## The 3n+1 problem–the hard way

A sample problem from the book Programming challenges is published here and it has been named The 3n+1 problem. It does not take a great effort to come up with a solution; in F# it might look like:

let threeNPlusOne = Seq.unfold (fun n -> let n’ = if n%2=0 then n/2 else n*3+1 in Some(n,n’))

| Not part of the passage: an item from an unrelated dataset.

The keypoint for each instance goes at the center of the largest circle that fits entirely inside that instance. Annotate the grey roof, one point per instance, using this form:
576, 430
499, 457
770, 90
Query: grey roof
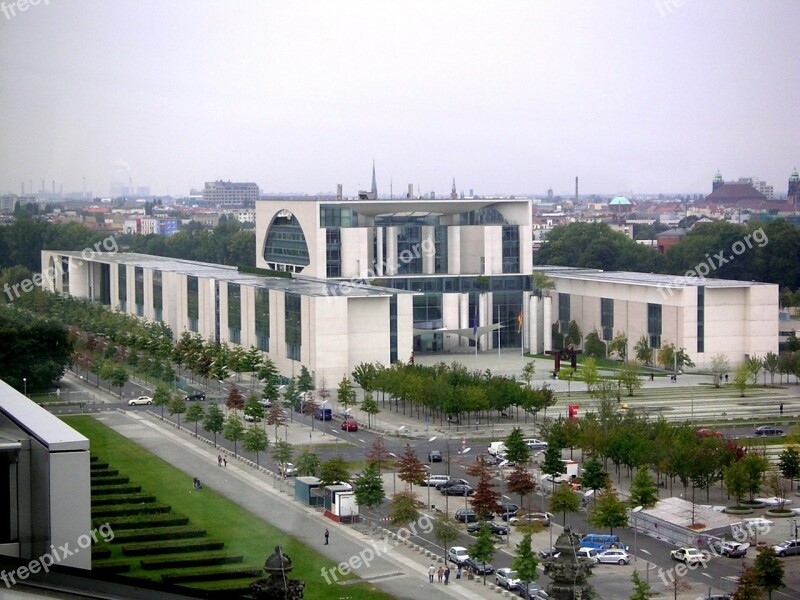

let cycleLength n = 1 + n |> threeNPlusOne |> Seq.takeWhile ((<>) 1) |> Seq.length

let solve i j = seq { i..j } |> Seq.map cycleLength |> Seq.max

Or maybe, using a more imperative style, it might look like:

let solve i j =

let mutable maxLen = 0

for n in i..j do

let mutable n’ = n

let mutable c = 1

while n’ <> 1 do

n’ <- if n’%2=0 then n’/2 else n’*3+1

c <- c + 1

if c > maxLen then

maxLen <- c

maxLen

Ok, that was fun for a little while but not a real challenge. Rewriting the solution in assembler makes it more interesting:

int solve(int i, int j)

{

__asm

{

xor eax, eax ; maxLen = 0

mov ecx, i ; for n = i..j

repeat_for:

cmp ecx, j

jg done

push eax

mov ebx, 1 ; c = 1

mov edx, ecx ; np = n

repeat_while:

cmp edx, 1

je term_loop ; while (np <> 1)

inc ebx ; c++

mov eax, edx

shr eax, 1

jnc case_even

mov eax, edx ; np = np * 3 + 1

shl edx, 1

add edx, eax

inc edx

jmp repeat_while

case_even:

mov edx, eax ; np = np / 2

jmp repeat_while

term_loop:

pop eax

inc ecx ; [n++]

cmp ebx, eax ; if c > maxlen

jle repeat_for

mov eax, ebx ; c = maxlen

jmp repeat_for

done:

}

}

Erhmm. That’s all for today. Good night.